I was outraged. You don’t get more heterosexual than a former SADF signalman. Obviously I can’t say the same for snipers, but I always believed they were real men too.
I could perhaps understand it if Ted had been one of those parabatty boys, what with all that leaping from aircraft and drifting through the sky like big brown snowflakes. It’s just not natural.
Then they were upon us. Boys dressed as girls, girls dressed as hermaphrodites, flagellants dressed as Lutherans, preachers dressed as prostitutes, dogs dressed as cats.
This was pretty wild stuff, even for Green Point. I grabbed Ted’s arm to make sure we wouldn’t get separated.
“That’s the spirit,” he said, taking me by the hand.
I smacked him sharply on the side of the head, setting off a chorus of high-pitched squealing from a passing pack of sado-masochists.
I backed up against a wall, breathing heavily, fearing that someone would smell the testosterone on me and hand me over to an outlandish authority figure in a skin-tight camouflage skirt wielding some sort of pink plastic truncheon.
“Relax,” said Ted. “Strapadictomy. Quite harmless.”

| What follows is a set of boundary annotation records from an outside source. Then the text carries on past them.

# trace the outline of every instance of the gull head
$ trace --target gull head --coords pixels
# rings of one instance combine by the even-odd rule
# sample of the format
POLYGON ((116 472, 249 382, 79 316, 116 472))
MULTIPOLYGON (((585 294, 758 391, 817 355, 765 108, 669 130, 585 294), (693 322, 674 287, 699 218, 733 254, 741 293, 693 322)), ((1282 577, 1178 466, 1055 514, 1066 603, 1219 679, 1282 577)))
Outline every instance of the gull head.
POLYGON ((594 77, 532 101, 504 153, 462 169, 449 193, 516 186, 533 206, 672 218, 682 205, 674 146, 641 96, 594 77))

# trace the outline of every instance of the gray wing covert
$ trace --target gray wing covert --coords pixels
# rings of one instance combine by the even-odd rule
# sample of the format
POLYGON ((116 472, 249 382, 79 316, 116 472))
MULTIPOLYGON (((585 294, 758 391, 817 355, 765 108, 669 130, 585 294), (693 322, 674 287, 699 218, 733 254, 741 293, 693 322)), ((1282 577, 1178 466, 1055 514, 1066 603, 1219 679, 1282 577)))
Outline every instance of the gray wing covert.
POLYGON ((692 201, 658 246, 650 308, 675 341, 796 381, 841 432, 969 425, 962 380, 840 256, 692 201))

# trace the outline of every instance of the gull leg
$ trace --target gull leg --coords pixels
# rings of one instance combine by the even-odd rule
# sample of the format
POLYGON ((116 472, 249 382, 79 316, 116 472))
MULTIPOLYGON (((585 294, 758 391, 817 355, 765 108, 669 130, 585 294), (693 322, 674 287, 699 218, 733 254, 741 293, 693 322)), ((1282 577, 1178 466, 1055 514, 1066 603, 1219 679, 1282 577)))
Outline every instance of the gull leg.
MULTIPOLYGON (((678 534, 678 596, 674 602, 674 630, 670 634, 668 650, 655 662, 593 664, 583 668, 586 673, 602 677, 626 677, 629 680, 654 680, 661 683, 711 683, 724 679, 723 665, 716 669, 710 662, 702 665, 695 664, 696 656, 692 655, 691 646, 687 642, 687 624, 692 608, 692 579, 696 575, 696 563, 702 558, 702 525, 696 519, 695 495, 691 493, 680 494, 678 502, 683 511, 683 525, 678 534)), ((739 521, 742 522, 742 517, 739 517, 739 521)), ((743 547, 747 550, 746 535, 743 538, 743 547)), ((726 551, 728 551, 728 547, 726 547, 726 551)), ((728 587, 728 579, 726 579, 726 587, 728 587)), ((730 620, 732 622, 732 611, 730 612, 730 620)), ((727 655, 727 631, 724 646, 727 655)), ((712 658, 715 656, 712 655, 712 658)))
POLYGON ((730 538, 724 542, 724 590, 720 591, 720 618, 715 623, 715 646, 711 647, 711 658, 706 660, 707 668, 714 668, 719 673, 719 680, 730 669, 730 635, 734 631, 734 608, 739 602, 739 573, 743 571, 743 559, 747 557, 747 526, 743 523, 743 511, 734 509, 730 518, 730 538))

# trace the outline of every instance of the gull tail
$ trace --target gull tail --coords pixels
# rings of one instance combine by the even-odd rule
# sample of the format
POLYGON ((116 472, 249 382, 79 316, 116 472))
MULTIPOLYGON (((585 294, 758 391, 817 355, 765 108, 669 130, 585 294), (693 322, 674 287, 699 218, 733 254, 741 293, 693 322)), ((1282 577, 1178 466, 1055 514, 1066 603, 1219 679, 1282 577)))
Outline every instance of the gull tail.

It might not have been Haiti, but I began to get an idea of how Jean-Bertrand Aristide must have been feeling at that very moment. He was trapped in Port-au-Prince by roaming gangs of blood-crazed voodoo merchants. I was trapped in Green Point by roaming gangs of sex-crazed Ecstasy merchants. At least Aristide had the option of exile.
Ted broke away and sashayed into the crowd, swinging his hips like a damn schoolgirl and shouting something about beers for queers.
Then an eyeballing situation began developing.
People representing at least three separate genders started trying to make eye contact with me. I kept averting my eyes until I realised this could also create the impression that I was being coy.
There is nothing that gets a deviant salivating quicker than the prospect of gnawing on the flesh of a shy virgin in combat boots.
I quickly changed my strategy and began darting stern no-nonsense looks at the perpetrators before letting my gaze trail away to the nearest woman.
Homosexuals, however, operate on a secret code of mixed signals so there was a very good chance that I was letting them know that I would be available upstairs at the Bronx in 20 minutes.
Anyway, the strategy was doomed from the start.
I looked around and there wasn’t a woman in sight who would have been prepared to step in and save me from being licked to death by a baying mob of erotomaniacs in leather suspenders and fishnet stockings.
Just then Ted broke through the crowd and grabbed me roughly by the shirt.
“Let’s get the hell out of here,” he shouted. I noticed that he had lost half his dressing gown and his bra was hanging from one strap.
He still won’t tell me what happened out there. Whatever it was, it turned him right back into the irascible old homophobe that he always was. Now he is organising a Straight Pride March.
It’s open to anyone who owns a gun and is prepared to take a polygraph test in a controlled environment.